Since I kind of grew up with the conviction that my misery didn't matter, a conviction that I've never been able to really shake, I have a different way of answering this:
I have two children. (Okay, they're in their 20's, but only chronologically.) What do they need? Some miserable, depressed parent who is likely to die soon because he can't look forward to anything except being dead? A parent who preaches honesty but is all too obviously living a lie?
The claim that you're harming your children by transitioning is, pardon my French, BS. Your kids may not like it, but then, they probably don't like having to go to school or cleaning up their room, either. In the long run, though, they need an honest parent, one who can give of their entire self, rather than a fraud. (And what kind of example does that set them, if you and your wife in effect run away when faced with something tough?)

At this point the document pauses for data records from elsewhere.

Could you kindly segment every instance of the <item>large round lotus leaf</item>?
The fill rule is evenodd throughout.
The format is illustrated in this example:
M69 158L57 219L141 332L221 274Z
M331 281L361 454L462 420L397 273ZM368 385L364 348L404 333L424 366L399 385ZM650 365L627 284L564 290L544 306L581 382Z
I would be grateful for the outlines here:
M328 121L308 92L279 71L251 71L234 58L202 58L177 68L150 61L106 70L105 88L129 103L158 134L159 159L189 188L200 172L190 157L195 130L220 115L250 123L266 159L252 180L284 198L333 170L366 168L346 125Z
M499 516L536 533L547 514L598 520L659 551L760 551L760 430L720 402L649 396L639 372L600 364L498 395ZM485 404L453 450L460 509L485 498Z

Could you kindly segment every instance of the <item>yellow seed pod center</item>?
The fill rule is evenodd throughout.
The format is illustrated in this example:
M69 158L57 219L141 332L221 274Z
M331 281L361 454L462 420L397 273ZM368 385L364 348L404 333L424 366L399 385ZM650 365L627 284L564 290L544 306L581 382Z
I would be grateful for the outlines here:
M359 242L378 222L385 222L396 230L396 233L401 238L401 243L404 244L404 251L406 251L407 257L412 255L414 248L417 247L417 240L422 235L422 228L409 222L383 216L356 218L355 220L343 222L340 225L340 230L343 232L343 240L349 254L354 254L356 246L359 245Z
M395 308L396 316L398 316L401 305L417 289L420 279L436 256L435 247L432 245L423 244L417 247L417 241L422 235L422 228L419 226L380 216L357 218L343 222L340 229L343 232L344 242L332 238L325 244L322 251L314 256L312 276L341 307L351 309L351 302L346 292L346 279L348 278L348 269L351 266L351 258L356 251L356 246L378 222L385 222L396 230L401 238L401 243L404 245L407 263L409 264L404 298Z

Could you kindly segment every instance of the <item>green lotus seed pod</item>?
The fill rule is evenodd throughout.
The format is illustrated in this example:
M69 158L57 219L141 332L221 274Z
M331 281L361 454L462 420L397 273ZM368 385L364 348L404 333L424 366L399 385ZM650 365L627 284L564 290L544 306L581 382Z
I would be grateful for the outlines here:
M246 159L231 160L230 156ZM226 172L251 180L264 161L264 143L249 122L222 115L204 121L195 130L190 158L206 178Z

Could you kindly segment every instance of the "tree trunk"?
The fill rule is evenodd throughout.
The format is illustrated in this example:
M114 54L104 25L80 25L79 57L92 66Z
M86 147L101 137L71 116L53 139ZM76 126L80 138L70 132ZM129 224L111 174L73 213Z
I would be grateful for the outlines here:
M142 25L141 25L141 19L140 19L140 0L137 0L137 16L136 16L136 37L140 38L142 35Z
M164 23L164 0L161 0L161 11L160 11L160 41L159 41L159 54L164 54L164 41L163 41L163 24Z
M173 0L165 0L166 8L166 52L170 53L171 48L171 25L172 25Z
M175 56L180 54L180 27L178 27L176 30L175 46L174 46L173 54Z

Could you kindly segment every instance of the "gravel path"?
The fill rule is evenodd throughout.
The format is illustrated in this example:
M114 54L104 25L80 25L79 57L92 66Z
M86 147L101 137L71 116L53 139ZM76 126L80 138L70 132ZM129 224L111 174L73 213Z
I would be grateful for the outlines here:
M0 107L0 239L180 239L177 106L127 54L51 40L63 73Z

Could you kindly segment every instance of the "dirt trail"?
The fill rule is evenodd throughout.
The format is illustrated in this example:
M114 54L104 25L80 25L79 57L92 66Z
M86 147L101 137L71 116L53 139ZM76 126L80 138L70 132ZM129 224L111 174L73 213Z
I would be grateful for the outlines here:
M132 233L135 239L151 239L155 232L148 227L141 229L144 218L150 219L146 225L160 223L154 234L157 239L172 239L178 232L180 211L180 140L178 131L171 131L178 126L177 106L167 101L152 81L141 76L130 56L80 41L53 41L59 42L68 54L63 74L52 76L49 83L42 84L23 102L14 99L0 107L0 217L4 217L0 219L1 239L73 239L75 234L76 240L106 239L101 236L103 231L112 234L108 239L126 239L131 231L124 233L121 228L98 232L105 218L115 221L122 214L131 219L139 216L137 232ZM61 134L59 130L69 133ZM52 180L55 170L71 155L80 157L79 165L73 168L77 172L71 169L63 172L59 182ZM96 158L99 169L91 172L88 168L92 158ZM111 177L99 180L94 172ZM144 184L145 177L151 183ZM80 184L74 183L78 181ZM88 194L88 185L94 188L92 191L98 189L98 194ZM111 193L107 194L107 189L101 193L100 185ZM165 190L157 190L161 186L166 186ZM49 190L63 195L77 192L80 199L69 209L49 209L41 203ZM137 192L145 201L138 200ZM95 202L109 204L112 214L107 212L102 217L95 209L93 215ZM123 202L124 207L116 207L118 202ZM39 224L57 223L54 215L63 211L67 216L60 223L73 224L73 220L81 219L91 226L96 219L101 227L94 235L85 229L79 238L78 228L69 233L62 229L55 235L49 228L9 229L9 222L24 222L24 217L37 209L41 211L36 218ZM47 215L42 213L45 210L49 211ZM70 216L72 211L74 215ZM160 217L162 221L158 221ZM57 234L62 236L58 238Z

And that's the point. People who insist you should deny your TG nature are asking you to participate in a lie, a mutual lie to spare them a momentary bit of inconvenience. It's like painting over dry rot -- in the long run, the lie will spread and ruin everything until the whole structure collapses. Better in the long run to dig out and remove the dry rot (the lie) as soon as you see it.
I mean, if you'd broken your leg, going on walking around on it would, in the (very!) short run, spare the people around you some hassle, but of course in the long run, it would be a whole lot worse for everyone.
I understand the desire to deny it. If you break your leg, usually the first thought is like, no, this isn't happening, can't I pretend it's just a bad bruise? But you have to address it, and address it promptly, to avoid much bigger problems down the road.